All environmentalists want to curb the effects of wasteful and damaging human activity on the environment, but some environmentalists believe the root of major environmental problems is simply the rapid growth in the number of humans on Earth. This phenomenon is otherwise known as overpopulation. As demonstrated by the recent food crises, energy crises, and resource disputes, people have already experienced the strain on the earth’s natural resources. At the same time, the world’s population continues to grow by the billions.1
Overpopulation is strongly correlated with the monumental changes of the planet’s forests, fisheries, and atmosphere, says Robert Engleman of Population Action International.2 While industrialized countries with more economic resources tend to have declining populations, poorer countries without the infrastructural capacity to deal with population growth are experiencing it the most.3 The United Kingdom’s chief government scientist predicts that, by 2030, global population growth will create a perfect storm of food, water, and energy shortages.4
However, other environmentalists strongly criticize the theory of overpopulation, pointing to a similar theory which had been once proposed by Thomas Malthus in 1798. Malthus had argued that, people were reproducing exponentially and that agriculture could only advance at a linear pace, which would lead to an imminent food shortage and decreasing standards of living for everyone. Because of this, he proposed that there should be no food subsidies for the poor, since population would only be significantly reduced by the famines produced from too much demand on too little resources. Contrary to his prediction, even as birth rates increased, living standards actually increased, thanks to advances in agricultural and industrial production.5
Many Neo-Malthusians have continued this same argument. Paul Ehrlich predicted massive famine in the 1970’s, then again in the 1980’s, neither of which occurred due to advances in technology. Instead, environmental critics counter, not that famines and natural resource depletion cannot occur, but that they are not usually correlated with population increases.6 In fact, the world today technically produces more food per-capita than at any point in human history, but now 70-80% of the world’s grains are fed to livestock, catering to the world’s ever-growing appetite for meat.7
This isn’t just a problem with crops; most of the world’s depleting natural resources, such as clean water, energy, and land, are being consumed by the world’s most industrialized nations.8 For example, while 1.1 billion people lack access to safe drinking water, 12% of the world’s richest citizens are using up to 85% of the world’s clean water.
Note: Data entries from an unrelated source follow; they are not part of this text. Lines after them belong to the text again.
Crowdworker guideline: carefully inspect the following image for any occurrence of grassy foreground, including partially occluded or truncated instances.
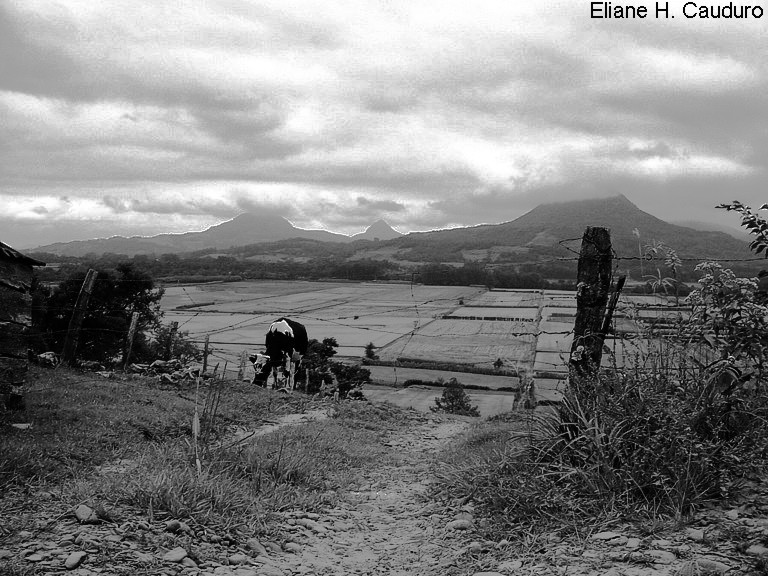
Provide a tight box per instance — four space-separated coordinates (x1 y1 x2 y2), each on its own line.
0 367 409 540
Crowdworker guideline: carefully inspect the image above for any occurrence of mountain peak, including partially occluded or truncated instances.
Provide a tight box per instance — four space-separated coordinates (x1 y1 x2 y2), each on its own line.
352 220 402 241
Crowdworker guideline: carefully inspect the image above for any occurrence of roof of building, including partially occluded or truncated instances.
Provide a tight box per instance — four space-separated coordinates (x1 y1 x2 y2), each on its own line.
0 241 46 267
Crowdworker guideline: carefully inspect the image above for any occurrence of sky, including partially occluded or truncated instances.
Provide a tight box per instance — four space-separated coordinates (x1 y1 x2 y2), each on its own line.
2 1 767 248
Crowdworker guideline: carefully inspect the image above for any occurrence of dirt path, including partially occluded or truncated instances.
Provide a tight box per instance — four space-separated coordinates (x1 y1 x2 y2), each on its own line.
257 415 475 576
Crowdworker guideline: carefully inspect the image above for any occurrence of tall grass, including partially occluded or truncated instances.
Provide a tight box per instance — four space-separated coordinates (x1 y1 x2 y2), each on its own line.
2 367 407 537
435 340 768 539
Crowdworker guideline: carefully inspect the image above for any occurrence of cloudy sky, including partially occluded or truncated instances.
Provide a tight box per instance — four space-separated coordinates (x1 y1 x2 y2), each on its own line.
2 1 767 248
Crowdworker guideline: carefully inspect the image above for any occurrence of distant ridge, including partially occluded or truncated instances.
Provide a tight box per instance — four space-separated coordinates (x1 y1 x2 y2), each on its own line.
351 220 402 241
30 196 754 265
34 213 351 257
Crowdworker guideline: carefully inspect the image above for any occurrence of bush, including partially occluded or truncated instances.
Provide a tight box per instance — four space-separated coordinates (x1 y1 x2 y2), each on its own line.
431 379 479 417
Despite often being in water-rich regions, the poor often pay more for water than the rich.9 Therefore, these environmentalists counter, the real problem is not of physical limits on resources but of resource distribution. Most of the world’s natural resources are exported right out of poorer countries to consumers in developed ones.10
On the other hand, some counter that policymakers cannot ignore the role of population entirely. Even if, for 20 years, the world completely stabilized its per-capita energy consumption and North America and Western Europe cut their per-capita energy consumption in half, the population would still grow such that energy consumption would just be the same as it is now.11 Even this is optimistic, since as poorer countries develop their economies, their consumers begin to use resources at rates similar to consumers in more developed nations.12 If the worst-case scenario happens, and efficiency gains or alternative resources can’t make up for the gap this time, there is a possibility that resource prices could spike, which could cause untold economic and social consequences.
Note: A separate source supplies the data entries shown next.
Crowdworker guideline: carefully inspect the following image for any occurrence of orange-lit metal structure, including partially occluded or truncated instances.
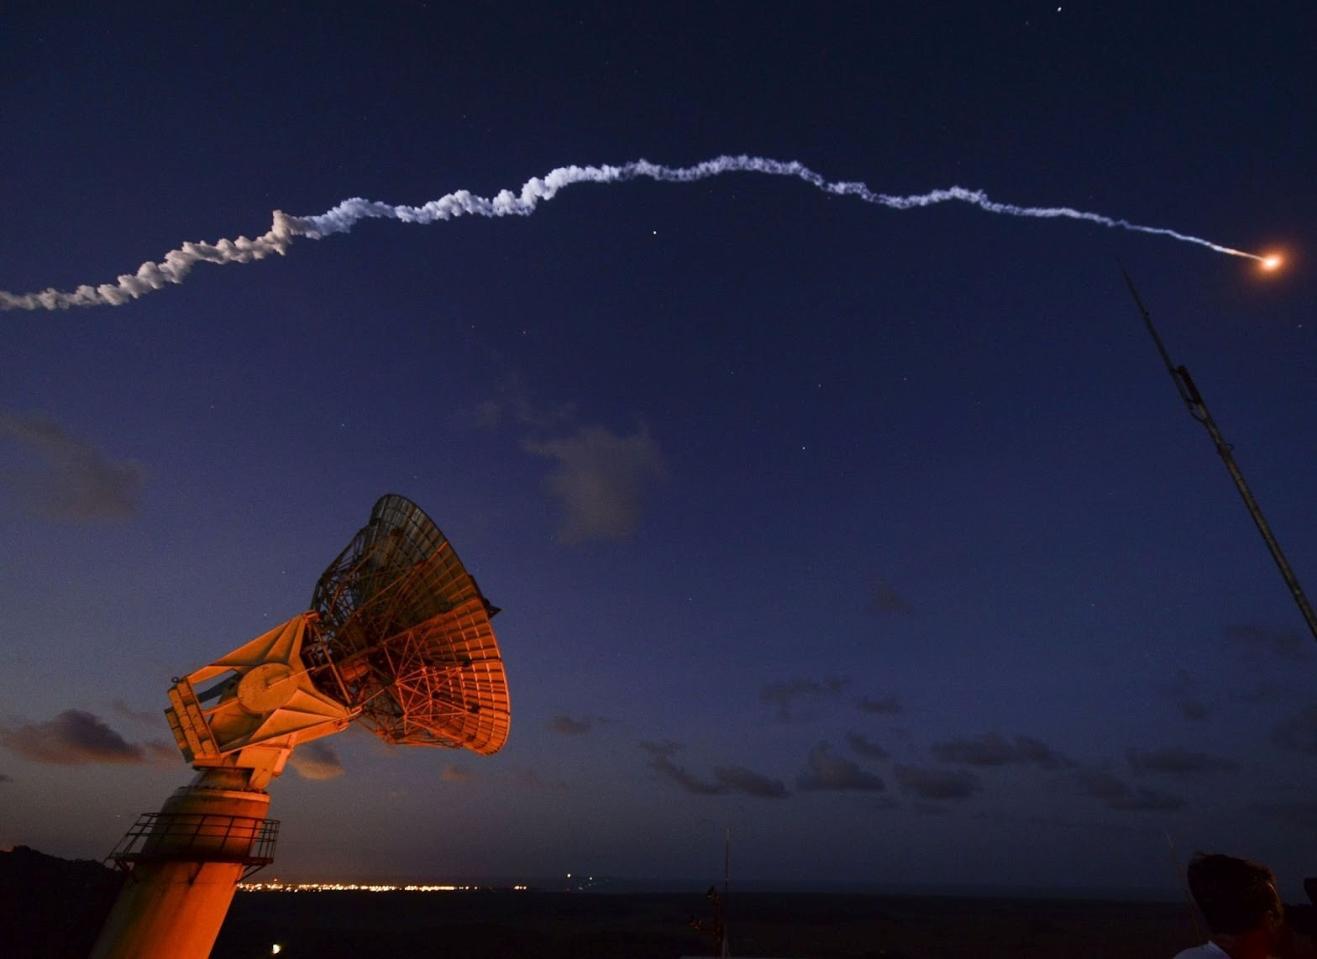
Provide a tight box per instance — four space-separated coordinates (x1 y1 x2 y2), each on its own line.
308 494 510 753
90 495 511 959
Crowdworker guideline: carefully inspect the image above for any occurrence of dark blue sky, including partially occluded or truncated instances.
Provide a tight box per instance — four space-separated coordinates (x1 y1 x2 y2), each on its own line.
2 2 1316 894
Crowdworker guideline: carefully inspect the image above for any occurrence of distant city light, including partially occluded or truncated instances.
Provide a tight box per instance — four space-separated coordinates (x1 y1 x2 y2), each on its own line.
238 880 529 893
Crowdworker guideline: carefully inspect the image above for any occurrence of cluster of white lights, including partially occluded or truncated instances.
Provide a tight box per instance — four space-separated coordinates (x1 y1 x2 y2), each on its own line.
239 880 528 893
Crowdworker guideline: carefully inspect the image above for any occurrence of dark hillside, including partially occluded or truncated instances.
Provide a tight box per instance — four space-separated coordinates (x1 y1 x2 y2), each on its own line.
0 846 122 959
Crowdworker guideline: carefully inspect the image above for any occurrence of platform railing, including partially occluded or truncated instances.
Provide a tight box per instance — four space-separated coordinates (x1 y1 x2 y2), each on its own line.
107 812 279 879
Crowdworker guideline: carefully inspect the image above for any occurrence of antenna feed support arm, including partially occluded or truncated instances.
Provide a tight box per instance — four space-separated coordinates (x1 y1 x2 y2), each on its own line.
164 612 357 789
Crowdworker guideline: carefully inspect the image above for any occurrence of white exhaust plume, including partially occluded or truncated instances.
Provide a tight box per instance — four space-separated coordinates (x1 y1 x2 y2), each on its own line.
0 155 1264 311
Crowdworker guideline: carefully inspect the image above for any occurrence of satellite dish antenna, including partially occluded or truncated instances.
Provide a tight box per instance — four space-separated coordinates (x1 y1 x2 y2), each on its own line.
90 495 510 959
307 493 510 754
Fortunately, demographers are starting to have some idea regarding why birth rates go down. On one side, people without a social safety net tend to want to have many children who can support them economically in old age or in case of illness. On the other, educational opportunities for women allow them to pursue their own careers, delay marriage, and have more control over when they want to give birth. If their children have better healthcare and a higher chance of survival, women are more content with having fewer kids.13 All of these benefits should be pursued in their own right, and if they are, they may drastically reduce population growth.
Unfortunately, an over-emphasis on population control can sometimes lead to more drastic and detrimental methods. As Malthus proposed, when families are so poor that they cannot afford to have kids, they will try not to. Birth control has been advocated even when it would be economically detrimental for families to do so, leaving them without a family safety net. Worst of all, even as recent as the 1990’s, countries like Peru forcefully sterilized over a hundred thousand of its poorest citizens.14
That is why it is so imperative that environmentalists determine exactly how much of an impact population growth will have on the environment. Blaming resource scarcity only on population growth has proven faulty, but ignoring it completely can be just as irresponsible. This issue only reinforces the idea that the environment cannot just be treated as an afterthought in economics, and vice versa. Rather, they are both intricately intertwined in the complex social and political relations governing our lives.